NYISO will spend the first quarter overviewing the project plan, looking through scheduling and pricing examples in the day-ahead-market and examining if updates are required to the posting of reserve requirements. It anticipates completing the market design by the third quarter.

Energy Market Project Overview (NYISO) Content.jpg2023 energy market project overview | NYISO

 

Another project centers on creating more transparency around emissions data, which the ISO believes will help end users and other market participants optimize their electricity usage. It expects to finish the necessary functional requirements and start publishing emissions rate data by the end of the year.

Mark Younger, president of Hudson Energy Economics, asked if this effort would be impacted by the cap-and-invest program proposed by New York Gov. Kathy Hochul, but NYISO said the project was an independent initiative. (See Hochul Highlights Cap and Invest in State of the State Address.)

William Acker, executive direct of the New York Battery and Energy Storage Technology Consortium, said that there’s a strong need for the project because it will help New York City buildings comply with Local Law 97 by better understanding how they can shift their energy consumption based on their emissions profile. (See NYC Proposes Rules to Implement Building Emissions Law.)

NYISO’s energy market team will also work to enhance the software for internal bilateral transactions, which currently does not enable ESRs to be a sink.

Stakeholders had indicated this project as a priority as the demand for ESRs to use bilateral transactions to contract output from specific resources has increased. The ISO expects software design specifications to be completed by the end of the year.

NYISO will also conduct a fuel and energy security study, which stems from a recognition that New York’s fuel supply mix is rapidly evolving and extreme weather events have become increasingly disruptive.
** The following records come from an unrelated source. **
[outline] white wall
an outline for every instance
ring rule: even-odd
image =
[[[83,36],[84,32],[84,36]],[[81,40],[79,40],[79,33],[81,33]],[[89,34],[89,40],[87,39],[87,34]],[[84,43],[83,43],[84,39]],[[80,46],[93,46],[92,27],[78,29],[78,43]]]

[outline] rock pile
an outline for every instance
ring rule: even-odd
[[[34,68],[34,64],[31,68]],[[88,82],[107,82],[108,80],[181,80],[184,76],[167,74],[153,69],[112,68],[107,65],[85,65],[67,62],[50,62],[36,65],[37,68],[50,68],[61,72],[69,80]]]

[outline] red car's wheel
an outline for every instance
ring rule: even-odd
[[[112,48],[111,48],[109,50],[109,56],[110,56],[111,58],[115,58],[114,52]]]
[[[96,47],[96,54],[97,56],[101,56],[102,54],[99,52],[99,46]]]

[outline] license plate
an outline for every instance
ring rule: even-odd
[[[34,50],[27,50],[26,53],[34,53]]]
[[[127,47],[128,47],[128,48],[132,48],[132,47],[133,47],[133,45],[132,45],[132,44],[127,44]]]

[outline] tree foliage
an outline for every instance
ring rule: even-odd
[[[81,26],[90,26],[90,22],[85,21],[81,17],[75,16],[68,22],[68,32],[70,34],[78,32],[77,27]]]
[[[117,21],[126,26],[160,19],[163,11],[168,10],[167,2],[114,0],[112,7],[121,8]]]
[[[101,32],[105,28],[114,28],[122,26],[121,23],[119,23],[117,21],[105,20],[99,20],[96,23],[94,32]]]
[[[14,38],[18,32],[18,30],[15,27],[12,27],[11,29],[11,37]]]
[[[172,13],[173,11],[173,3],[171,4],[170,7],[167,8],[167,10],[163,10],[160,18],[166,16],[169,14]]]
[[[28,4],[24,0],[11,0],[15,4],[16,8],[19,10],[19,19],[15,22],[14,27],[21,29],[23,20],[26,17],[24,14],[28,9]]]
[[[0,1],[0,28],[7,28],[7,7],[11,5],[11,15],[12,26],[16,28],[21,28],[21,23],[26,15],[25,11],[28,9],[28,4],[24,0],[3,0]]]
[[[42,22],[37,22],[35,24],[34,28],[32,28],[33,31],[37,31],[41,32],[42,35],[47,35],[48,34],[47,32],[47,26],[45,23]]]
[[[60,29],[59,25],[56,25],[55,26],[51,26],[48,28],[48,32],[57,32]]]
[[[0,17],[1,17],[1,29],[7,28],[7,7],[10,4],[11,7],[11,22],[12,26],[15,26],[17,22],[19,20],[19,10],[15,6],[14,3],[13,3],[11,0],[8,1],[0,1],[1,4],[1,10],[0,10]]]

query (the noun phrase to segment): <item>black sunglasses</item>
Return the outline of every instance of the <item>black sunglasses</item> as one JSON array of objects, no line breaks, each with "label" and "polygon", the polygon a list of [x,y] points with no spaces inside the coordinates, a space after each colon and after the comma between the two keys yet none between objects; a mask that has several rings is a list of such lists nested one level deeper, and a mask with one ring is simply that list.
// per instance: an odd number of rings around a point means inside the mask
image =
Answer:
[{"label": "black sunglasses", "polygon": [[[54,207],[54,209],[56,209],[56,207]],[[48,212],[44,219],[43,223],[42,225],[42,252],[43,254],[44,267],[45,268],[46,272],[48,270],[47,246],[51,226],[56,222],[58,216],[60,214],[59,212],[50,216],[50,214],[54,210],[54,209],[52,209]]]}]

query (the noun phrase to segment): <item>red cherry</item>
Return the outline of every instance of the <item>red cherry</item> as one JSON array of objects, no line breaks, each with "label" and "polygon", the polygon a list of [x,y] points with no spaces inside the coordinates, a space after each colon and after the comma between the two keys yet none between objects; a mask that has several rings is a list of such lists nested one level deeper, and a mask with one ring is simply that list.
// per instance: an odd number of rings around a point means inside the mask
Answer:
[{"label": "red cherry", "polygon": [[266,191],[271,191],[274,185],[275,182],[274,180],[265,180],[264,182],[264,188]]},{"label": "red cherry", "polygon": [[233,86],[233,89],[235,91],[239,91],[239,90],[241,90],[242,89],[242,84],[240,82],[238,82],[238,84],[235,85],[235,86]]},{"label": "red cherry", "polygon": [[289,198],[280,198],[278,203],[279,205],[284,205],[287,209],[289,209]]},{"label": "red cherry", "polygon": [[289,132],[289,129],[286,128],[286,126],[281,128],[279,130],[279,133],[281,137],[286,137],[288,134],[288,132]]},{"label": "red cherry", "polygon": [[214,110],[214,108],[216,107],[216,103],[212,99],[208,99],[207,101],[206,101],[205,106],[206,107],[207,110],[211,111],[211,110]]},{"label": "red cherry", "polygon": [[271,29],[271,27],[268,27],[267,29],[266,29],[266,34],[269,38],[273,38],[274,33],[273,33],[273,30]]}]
This study is expected to be completed by the fourth quarter and will be a refresh from a similar 2019 security study, which examined future reliability standards, resource mix and load patterns, and resource requirements.
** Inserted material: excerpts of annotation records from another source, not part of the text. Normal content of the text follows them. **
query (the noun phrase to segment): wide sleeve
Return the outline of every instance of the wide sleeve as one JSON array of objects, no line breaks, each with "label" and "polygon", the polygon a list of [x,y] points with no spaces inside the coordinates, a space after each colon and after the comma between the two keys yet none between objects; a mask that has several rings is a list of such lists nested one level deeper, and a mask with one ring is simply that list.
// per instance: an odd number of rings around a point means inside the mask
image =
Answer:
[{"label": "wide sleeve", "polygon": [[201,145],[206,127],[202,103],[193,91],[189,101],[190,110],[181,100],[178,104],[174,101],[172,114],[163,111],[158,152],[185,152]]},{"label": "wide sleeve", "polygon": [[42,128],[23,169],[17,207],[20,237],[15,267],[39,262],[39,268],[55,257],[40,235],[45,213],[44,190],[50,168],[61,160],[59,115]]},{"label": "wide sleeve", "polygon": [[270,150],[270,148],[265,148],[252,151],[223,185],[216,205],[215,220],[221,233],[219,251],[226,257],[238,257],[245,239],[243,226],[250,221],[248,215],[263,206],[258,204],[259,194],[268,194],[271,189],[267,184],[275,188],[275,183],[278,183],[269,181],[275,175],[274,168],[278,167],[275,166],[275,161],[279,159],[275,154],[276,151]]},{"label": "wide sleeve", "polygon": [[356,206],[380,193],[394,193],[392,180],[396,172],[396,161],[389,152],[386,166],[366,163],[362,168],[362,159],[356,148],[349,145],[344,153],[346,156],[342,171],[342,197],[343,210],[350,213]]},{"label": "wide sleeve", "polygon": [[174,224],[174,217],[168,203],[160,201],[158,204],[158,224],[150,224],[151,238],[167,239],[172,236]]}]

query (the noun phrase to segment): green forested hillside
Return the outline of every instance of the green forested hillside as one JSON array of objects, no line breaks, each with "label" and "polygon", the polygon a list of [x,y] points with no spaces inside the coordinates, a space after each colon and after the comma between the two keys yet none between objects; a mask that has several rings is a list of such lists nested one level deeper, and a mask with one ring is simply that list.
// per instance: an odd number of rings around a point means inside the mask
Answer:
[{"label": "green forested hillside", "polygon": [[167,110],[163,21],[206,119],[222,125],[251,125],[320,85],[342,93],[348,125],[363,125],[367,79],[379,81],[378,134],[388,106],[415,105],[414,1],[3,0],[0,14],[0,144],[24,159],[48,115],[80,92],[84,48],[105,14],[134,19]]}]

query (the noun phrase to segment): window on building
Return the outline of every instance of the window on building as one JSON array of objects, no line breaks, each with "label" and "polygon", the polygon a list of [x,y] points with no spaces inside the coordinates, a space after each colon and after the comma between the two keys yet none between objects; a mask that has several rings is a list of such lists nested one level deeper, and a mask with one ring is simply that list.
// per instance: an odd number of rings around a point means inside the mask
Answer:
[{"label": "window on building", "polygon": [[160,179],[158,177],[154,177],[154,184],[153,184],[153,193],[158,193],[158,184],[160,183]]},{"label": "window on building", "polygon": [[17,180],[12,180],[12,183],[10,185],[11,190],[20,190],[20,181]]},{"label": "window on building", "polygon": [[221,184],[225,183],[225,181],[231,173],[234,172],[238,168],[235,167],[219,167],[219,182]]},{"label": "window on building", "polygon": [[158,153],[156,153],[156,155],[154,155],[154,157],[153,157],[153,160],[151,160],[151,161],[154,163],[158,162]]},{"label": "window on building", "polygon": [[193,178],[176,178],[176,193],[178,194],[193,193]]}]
Chris Wentlent, of the Municipal Electric Utilities Association of New York State, asked if the study would be New York-specific or also investigate neighboring grid operators, including in Canada.

Myott replied that NYISO is considering including their neighbors in the study.
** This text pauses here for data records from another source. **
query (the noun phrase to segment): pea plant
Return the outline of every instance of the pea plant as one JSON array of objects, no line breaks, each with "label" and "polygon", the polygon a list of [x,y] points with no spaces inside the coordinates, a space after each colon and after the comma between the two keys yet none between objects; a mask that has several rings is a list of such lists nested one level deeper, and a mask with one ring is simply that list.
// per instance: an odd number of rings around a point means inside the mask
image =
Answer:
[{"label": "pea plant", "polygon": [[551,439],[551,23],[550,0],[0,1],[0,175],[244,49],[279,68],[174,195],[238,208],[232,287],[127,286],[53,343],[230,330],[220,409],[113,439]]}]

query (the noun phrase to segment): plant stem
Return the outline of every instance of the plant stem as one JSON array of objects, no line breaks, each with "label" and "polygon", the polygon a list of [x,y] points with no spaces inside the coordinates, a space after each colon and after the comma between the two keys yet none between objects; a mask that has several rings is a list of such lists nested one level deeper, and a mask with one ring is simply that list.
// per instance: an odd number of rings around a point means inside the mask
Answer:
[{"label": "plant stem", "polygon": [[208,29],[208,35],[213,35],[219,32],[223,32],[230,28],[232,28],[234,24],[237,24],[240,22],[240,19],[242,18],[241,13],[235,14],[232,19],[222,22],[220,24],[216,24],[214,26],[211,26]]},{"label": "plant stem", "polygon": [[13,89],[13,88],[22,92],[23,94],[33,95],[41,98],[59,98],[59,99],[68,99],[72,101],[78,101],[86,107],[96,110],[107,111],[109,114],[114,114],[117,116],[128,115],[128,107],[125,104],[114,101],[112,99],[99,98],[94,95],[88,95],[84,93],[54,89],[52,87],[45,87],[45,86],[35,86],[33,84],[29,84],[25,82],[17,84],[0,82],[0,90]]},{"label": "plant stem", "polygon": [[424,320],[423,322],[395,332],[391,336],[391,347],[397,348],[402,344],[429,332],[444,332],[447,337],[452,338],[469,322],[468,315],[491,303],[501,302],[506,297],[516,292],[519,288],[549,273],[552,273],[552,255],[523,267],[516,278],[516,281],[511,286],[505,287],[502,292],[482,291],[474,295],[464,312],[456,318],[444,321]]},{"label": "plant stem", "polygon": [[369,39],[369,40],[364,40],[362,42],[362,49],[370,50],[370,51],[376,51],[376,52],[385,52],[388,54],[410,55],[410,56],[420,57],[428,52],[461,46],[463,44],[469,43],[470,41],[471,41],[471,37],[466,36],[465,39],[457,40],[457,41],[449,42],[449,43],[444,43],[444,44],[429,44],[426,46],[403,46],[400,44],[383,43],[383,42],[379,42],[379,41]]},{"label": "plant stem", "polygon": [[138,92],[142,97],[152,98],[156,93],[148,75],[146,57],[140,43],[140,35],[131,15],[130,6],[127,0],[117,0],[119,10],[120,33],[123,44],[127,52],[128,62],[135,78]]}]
The last planned energy market project focuses on creating an operating protocol for the Long Mountain phase angle regulator (PAR) installation, a planned 345-kV intertie between NYISO and ISO-NE. The plan is to complete and vote on a joint operating agreement by the end of this year, though if discussions with ISO-NE extend beyond the third quarter, the project could be delayed.

An ongoing project relates to updating software to implement constraint-specific transmission shortage pricing, which would help NYISO to alleviate short-term constraints by dispatching suppliers more efficiently. The ISO plans to deploy these updates in October, after the relevant DER updates are finalized, and will file the previously approved project modifications with FERC in the first half of the year.

New Resource Integration Projects

Finally, Harris Eisenhardt, NYISO market design specialist, presented an overview for the new resource integration projects.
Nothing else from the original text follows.